Deism was the ideology that fused Enlightenment thinking with religious doctrine.  During the late 18th century and early 19th century, Deists fought the Puritan and Anglican way of thinking about the Bible and religion.  Lambert associates and categorizes the Anglicans and Puritans with the “old learning” and “new learning” with Deists.  Each was a worldview at odds with one another.  Old learning asserts that the Bible is absolute truth and only people with God-given gift of interpretation could know or teach its truth.  Church and state in the old learning society were bedfellows, resulting in persecution of dissenting religions and intolerance.  New learning arrived on the scene during this time in America inspired and found on reason, deductive logic, and natural laws from Locke, Bacon, and Newton.  New learning empowered the individual to experience God not through the clergy but through personal understanding.  This idea broke the power relationship of the church and state.  This idea is emphasized in the Virginia Act for Establishing Religious Freedom and the First Amendment. 

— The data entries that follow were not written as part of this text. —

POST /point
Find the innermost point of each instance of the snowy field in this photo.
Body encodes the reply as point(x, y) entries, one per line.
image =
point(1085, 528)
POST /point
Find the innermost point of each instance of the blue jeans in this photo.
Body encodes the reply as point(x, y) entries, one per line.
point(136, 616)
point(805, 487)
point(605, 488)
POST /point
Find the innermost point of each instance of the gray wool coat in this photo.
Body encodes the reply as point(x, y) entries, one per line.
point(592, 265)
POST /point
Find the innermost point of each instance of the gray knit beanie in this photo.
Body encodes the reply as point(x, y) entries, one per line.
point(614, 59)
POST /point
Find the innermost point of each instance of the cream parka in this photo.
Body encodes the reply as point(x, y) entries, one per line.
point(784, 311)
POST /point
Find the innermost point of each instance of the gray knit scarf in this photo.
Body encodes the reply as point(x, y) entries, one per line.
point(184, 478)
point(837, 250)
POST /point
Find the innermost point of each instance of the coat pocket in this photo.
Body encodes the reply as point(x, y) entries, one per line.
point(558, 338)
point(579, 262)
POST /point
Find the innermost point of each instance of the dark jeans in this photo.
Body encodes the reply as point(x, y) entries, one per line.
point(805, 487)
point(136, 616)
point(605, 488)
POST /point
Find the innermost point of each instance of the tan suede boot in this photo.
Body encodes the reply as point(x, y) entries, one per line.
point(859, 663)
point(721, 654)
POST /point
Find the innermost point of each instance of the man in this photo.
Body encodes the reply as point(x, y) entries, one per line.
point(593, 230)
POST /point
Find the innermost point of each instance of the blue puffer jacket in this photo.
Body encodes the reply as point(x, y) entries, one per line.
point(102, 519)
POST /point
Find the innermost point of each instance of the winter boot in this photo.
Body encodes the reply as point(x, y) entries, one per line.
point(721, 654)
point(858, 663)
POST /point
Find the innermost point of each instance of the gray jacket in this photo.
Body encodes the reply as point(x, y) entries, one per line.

Jefferson constructed his view of Jesus through deism and enlightenment thinking.  The deist belief that God is the ultimate architect who created the world and mankind but does not intervene in the world is seen in Jefferson’s omission of supernatural events.  Jefferson’s Bible excludes miracles, virgin birth, and resurrection.  Jefferson like the “new learners” trusted that the cosmos could be explained by natural law, so miracles are unbelievable because they cannot be explained by science.  This is why Jefferson truncated them from his retelling of the gospels in search for not the historical Jesus but the intelligent Jesus, who is the greatest moral philosopher.  The deist belief in no trinity along with right behavior is necessary for salvation is evident in Jefferson’s account with the absence of God’s conversations with Jesus like after baptism.  The story does not mention how God is pleased with Jesus and loves him because a deist would not see the father-son relationship as important.  Jesus is not divine or the son of God just a teacher with a great set of moral instruction.  It is no wonder Jefferson keep the Sermon on the Mount because Jefferson’s worldview permits it because the path to true religion is not revelation but reason and moral truth.  Jefferson’s Bible represents how one individual equipped with his own worldview and ideology interpreted the Scriptures resulting in a Jesus shaped in Jefferson’s own image.